Maryam and the other prisoners were assigned numbers. Prison officers then tried to take Maryam’s photo, and she resisted.
“A guard yelled, ‘take her’, and they took me to a room where I spent the next three days suspended by my hands. There were three men suspended in the room, as well. The guards beat all of us. The men begged the guards to hit them more instead of me, but they didn’t listen.
“They beat me mercilessly. They broke most of my teeth and kept kicking me in one of my kidneys. I later learned I’d lost 90 percent of function in that kidney.”
After three days, they moved Maryam to a tiny cell with six other women. There was one small vent allowing air to enter from the outside, but the cell itself was nearly pitch dark.

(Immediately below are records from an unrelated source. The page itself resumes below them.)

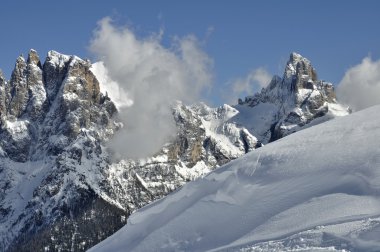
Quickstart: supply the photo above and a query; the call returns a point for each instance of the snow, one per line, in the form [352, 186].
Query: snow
[24, 178]
[315, 190]
[58, 59]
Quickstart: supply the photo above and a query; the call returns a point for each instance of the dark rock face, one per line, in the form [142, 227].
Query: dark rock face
[61, 192]
[53, 116]
[60, 188]
[300, 97]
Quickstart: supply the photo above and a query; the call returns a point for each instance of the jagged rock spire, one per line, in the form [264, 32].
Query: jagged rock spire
[3, 95]
[33, 58]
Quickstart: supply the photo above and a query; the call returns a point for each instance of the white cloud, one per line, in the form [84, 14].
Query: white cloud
[151, 77]
[250, 84]
[360, 86]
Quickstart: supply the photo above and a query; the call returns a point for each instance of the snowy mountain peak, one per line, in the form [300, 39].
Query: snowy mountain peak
[33, 58]
[298, 100]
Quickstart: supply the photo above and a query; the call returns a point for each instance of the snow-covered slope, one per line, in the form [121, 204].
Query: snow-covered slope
[318, 188]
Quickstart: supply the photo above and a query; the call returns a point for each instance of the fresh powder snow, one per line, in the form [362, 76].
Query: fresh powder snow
[314, 190]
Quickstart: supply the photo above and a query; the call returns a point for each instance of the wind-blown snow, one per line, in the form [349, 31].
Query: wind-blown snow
[316, 189]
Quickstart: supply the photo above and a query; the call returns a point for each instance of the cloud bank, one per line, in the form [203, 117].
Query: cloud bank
[150, 78]
[250, 84]
[360, 86]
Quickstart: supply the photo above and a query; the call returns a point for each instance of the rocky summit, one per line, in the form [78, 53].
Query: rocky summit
[62, 191]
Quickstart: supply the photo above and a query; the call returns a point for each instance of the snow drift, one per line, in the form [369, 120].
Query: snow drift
[316, 189]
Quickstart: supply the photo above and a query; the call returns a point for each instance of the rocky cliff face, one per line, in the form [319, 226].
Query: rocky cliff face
[61, 191]
[53, 121]
[295, 101]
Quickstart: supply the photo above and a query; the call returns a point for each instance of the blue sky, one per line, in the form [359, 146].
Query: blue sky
[239, 36]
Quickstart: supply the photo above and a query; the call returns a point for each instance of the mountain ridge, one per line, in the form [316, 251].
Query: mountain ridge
[57, 173]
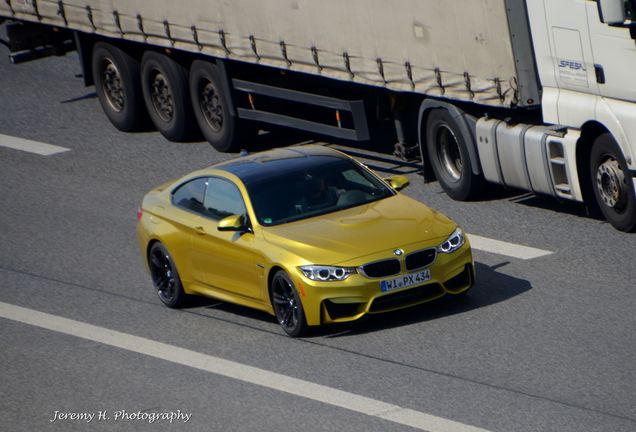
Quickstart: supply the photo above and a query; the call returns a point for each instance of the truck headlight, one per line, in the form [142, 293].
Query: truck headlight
[327, 273]
[454, 242]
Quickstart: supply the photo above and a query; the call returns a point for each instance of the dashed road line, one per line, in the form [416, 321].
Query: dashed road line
[504, 248]
[36, 147]
[261, 377]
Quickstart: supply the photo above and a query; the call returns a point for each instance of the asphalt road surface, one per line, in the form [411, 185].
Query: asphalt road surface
[540, 344]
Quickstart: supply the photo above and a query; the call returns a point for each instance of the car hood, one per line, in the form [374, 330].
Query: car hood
[344, 236]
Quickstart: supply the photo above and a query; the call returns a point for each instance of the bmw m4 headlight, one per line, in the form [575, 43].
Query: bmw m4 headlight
[327, 273]
[454, 242]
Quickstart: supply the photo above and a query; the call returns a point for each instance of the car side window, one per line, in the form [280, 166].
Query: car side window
[190, 195]
[222, 199]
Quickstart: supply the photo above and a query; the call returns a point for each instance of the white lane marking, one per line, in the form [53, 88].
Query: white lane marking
[239, 371]
[30, 146]
[504, 248]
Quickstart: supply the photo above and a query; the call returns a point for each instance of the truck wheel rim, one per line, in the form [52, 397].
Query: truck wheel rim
[211, 107]
[448, 153]
[610, 182]
[161, 96]
[112, 86]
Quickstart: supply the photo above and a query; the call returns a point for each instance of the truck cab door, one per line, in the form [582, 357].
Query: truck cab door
[614, 51]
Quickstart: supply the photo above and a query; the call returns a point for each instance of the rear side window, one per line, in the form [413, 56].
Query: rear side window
[190, 195]
[222, 199]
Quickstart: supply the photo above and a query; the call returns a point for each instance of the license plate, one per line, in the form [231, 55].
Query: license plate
[405, 280]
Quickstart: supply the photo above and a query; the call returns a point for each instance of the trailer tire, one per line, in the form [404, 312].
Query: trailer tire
[613, 187]
[448, 153]
[118, 87]
[210, 103]
[165, 89]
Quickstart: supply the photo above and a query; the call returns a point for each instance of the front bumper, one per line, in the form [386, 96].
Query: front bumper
[331, 302]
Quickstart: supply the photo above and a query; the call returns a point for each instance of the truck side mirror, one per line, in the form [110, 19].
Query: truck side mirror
[612, 12]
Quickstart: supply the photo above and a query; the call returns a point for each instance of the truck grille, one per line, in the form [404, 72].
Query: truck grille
[382, 268]
[420, 259]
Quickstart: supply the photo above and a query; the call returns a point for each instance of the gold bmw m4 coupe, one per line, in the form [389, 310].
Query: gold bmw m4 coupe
[305, 233]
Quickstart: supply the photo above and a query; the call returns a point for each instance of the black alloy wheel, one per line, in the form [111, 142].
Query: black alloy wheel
[165, 89]
[118, 87]
[165, 276]
[613, 187]
[448, 152]
[287, 305]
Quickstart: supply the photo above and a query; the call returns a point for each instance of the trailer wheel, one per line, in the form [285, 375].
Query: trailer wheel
[117, 84]
[165, 89]
[448, 152]
[210, 103]
[613, 187]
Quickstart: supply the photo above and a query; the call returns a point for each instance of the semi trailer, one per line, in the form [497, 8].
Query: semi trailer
[537, 95]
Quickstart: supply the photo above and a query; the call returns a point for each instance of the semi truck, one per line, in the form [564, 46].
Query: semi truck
[535, 95]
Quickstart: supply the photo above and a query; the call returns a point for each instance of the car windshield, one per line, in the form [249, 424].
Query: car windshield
[324, 188]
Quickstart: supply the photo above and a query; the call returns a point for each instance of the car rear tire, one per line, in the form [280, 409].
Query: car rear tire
[210, 103]
[118, 87]
[165, 89]
[165, 277]
[448, 152]
[613, 187]
[287, 305]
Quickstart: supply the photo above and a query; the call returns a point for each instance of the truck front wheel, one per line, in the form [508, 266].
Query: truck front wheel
[116, 77]
[448, 152]
[210, 103]
[613, 187]
[165, 89]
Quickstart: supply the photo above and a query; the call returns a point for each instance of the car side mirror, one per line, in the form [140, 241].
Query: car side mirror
[398, 182]
[233, 223]
[612, 12]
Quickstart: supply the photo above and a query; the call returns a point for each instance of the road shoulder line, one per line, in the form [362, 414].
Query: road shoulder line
[306, 389]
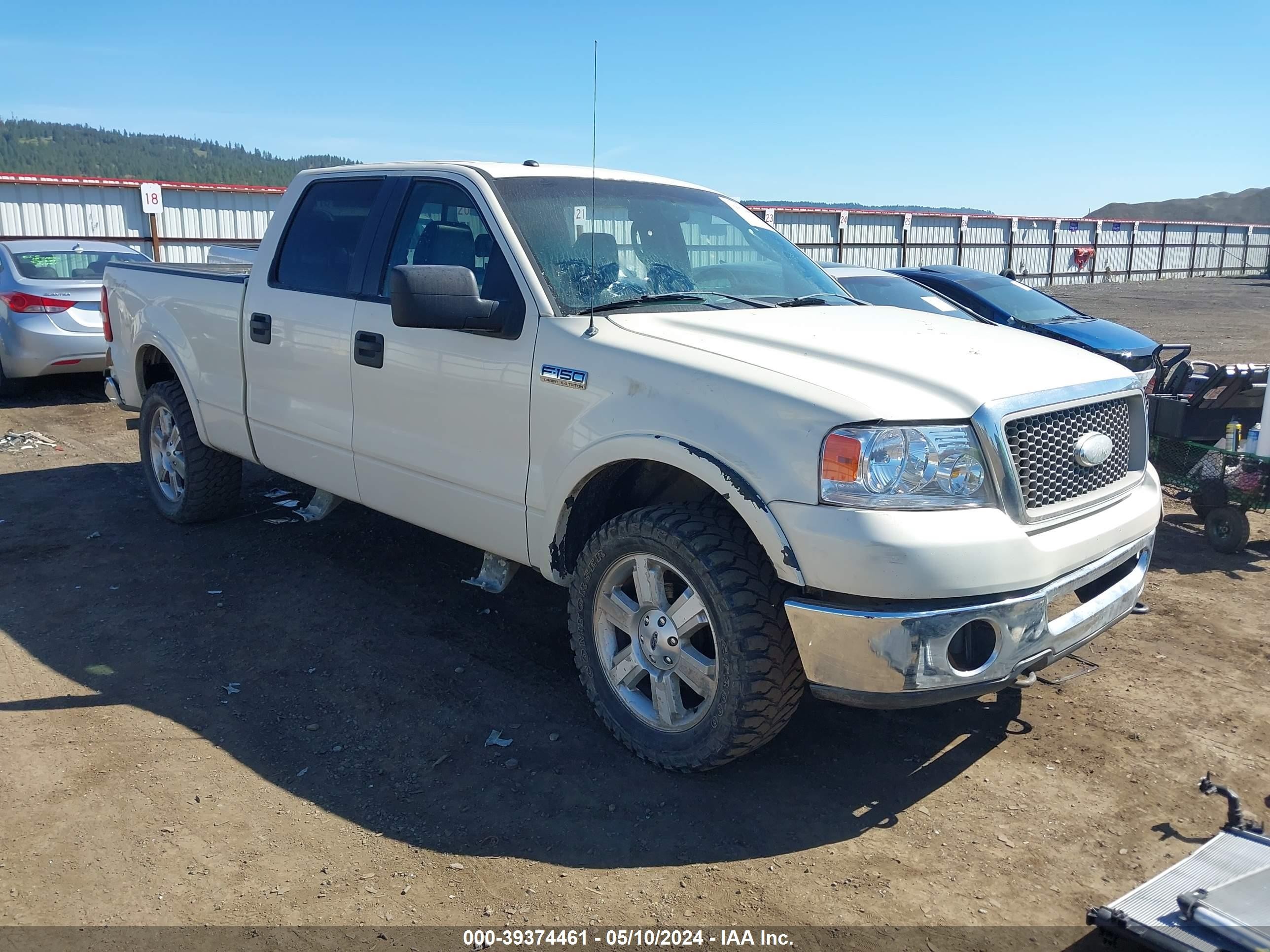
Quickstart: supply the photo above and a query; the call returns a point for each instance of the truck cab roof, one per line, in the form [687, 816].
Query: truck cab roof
[503, 170]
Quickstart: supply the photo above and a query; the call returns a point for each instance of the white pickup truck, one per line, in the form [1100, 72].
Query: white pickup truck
[750, 484]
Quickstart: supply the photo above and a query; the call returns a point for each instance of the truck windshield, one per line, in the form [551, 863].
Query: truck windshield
[69, 266]
[1018, 300]
[642, 239]
[898, 292]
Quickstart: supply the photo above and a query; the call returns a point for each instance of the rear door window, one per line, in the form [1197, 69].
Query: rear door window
[441, 224]
[323, 237]
[898, 292]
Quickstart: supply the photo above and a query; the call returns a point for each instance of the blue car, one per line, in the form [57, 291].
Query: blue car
[1005, 301]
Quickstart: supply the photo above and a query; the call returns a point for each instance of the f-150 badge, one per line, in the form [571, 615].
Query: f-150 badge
[564, 376]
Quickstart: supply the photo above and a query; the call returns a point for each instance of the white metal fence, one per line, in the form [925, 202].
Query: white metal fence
[1046, 250]
[1039, 250]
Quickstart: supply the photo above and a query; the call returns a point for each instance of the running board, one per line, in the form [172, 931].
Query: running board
[322, 506]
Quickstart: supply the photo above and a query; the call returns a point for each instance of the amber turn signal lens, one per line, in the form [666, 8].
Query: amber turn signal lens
[841, 460]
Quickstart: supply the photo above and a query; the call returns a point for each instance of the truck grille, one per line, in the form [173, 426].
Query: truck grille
[1043, 448]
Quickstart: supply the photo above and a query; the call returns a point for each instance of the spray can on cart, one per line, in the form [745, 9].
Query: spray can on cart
[1233, 436]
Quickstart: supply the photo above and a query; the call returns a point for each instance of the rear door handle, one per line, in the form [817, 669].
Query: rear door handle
[262, 328]
[369, 348]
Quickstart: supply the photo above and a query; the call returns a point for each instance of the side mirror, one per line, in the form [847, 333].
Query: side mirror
[440, 296]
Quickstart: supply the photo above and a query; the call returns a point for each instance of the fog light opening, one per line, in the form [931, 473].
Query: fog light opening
[972, 646]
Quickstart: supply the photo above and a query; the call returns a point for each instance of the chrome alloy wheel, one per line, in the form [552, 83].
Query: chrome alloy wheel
[656, 643]
[167, 456]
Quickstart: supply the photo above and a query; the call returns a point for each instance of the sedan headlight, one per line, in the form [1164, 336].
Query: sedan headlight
[905, 468]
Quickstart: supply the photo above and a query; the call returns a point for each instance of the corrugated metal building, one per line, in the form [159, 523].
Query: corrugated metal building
[1041, 250]
[193, 215]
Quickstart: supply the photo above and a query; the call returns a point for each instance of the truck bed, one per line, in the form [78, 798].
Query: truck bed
[235, 272]
[192, 314]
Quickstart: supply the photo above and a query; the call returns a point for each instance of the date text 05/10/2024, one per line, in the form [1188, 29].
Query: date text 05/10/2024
[625, 938]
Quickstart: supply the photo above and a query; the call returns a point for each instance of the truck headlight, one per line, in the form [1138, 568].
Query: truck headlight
[905, 468]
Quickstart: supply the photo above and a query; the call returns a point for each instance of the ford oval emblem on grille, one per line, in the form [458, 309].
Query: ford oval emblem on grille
[1093, 448]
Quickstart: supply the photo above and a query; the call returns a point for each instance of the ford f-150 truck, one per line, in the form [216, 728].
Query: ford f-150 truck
[750, 484]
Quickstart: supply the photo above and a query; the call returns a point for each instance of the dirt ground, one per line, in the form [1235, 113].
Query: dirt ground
[267, 724]
[1222, 319]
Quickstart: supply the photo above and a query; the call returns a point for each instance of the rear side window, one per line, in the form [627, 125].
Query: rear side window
[323, 235]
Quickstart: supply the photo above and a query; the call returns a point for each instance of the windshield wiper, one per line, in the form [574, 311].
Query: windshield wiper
[671, 298]
[811, 300]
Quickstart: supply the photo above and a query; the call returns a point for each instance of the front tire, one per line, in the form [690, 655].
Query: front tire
[680, 635]
[188, 480]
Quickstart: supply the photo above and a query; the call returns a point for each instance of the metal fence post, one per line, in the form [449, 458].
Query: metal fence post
[1053, 249]
[154, 234]
[1128, 266]
[1094, 258]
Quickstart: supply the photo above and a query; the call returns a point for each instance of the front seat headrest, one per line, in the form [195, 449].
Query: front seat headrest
[606, 248]
[446, 243]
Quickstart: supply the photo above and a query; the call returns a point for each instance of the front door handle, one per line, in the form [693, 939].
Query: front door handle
[262, 328]
[369, 348]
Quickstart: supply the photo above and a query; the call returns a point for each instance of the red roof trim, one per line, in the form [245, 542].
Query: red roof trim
[1004, 217]
[40, 179]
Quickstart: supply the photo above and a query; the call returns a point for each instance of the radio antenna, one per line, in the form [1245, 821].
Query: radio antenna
[595, 104]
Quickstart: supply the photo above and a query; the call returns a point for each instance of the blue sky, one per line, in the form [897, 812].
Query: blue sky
[1022, 108]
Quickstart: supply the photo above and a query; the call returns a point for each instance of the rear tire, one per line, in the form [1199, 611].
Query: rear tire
[1227, 530]
[723, 706]
[188, 480]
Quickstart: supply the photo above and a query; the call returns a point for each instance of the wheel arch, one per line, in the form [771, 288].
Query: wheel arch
[154, 364]
[628, 473]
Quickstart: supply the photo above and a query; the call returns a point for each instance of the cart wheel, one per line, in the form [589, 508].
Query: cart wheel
[1209, 495]
[1226, 530]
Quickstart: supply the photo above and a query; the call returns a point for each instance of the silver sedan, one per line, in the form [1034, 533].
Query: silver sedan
[51, 306]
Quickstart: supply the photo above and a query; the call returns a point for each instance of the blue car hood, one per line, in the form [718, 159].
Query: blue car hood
[1105, 337]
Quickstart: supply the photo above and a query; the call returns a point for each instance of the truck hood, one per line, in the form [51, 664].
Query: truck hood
[1105, 337]
[891, 364]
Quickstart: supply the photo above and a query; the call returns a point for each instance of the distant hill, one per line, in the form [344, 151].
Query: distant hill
[856, 206]
[58, 149]
[1250, 206]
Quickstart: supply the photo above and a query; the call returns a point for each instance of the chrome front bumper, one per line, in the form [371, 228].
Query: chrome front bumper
[888, 657]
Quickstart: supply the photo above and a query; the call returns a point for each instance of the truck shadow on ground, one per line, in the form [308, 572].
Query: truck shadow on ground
[59, 390]
[369, 677]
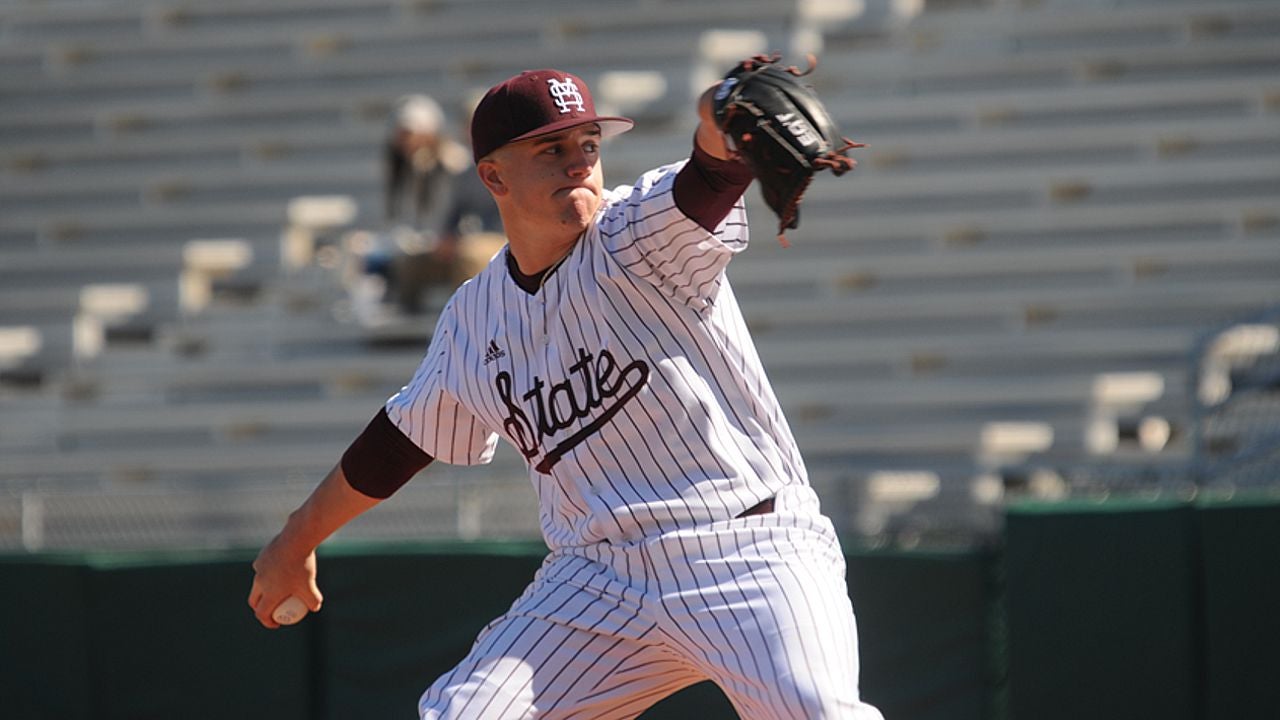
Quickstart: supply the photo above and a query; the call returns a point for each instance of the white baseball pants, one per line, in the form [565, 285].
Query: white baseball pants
[758, 605]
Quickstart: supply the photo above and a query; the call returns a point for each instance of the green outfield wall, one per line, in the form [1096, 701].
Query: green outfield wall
[1088, 610]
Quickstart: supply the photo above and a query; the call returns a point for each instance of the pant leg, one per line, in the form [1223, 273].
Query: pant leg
[576, 645]
[762, 607]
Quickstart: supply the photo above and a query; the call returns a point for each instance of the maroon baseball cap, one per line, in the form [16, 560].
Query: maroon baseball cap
[531, 104]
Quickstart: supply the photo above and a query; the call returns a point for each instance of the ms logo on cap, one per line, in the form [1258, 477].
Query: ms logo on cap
[566, 95]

“There was no toilet,” she said. “They would take us to the toilet once per day.”
The women would also be fed just once a day; usually a boiled potato and a piece of bread. Almost every day at mealtime, guards would torture men near the women’s cell.
“I can’t have boiled potatoes in my house to this day. It makes me remember their screams.”
Maryam says the women were routinely brought up to the lieutenant’s office to be interrogated and beaten.
It was here that she met her fingernail-threatening torturer. As he moved on to the next woman, she shouted.
“Against Assad?” Maryam called out. “It’s not like we are going against the word of Allah. We just want justice.” The officer returned and beat her some more.
After the interrogations, the women would be returned to their cell. Some beatings were so intense the women would be covered in blood. But as bad as the beatings became, there was something the women came to fear even more.
“The lieutenant had an office with a bed and a small table for alcohol. He would bring us up there while he drank. Then he would invite officers from outside into his office and tell them to choose a woman. And that’s when we would get raped.
“To the girls who screamed and begged in the name of Allah and the Prophet, he would say ‘Allah is on vacation’. If the girl resisted too much, he forced her to drink arak until she was too drunk to fight.
“I watched them take the virginity of one of my friends… she was a fourth-year medical student who had done nothing wrong. One of my other friends bled severely every time she was raped. A man called Ahmad from Aleppo would come to our cell and bring her injections to stop the bleeding. He would sneak them in, and pretend he was yelling at us in our cell. He has since defected from the regime.”
Maryam recounts countless more horrors. She remembered a young male prisoner who’d been starved for weeks and then forced to eat from a toilet. One of the women in her cell was tortured with electric wires and suffered lasting nerve damage as a result.
Eventually, Maryam was released in a prisoner exchange deal.
“I thought the world would embrace me, but that wasn’t the case.”
Maryam took her children and fled to Jabal Zawiya, near Idlib, where opposition fighters helped to house and feed them. Eventually, she met and married an officer in the opposition. They had a child, a boy.
“I thought my suffering had ended,” she said. “But then my husband was captured [by the regime]… and now, if he is alive, he is facing the same treatment I did as a prisoner.”
When her husband was captured, Maryam took her children to Turkey, expecting an easier time. “It is so hard here. So many times my children and I have gone to sleep hungry.”
Maryam’s children, traumatized by her ordeal and years in war-torn Syria, are receiving psychological treatment in Turkey. Despite everything, Maryam is hopeful.
“I looked around, and I had nothing in the world but my children. I will raise them and educate them, and pray that they become doctors or engineers. I want to show Bashar, and my parents, and the whole world, that these are the children of the prisoner.
“And I don’t want my children to be embarrassed. I want them to be proud that their mother sacrificed, and left an impact as a political prisoner.”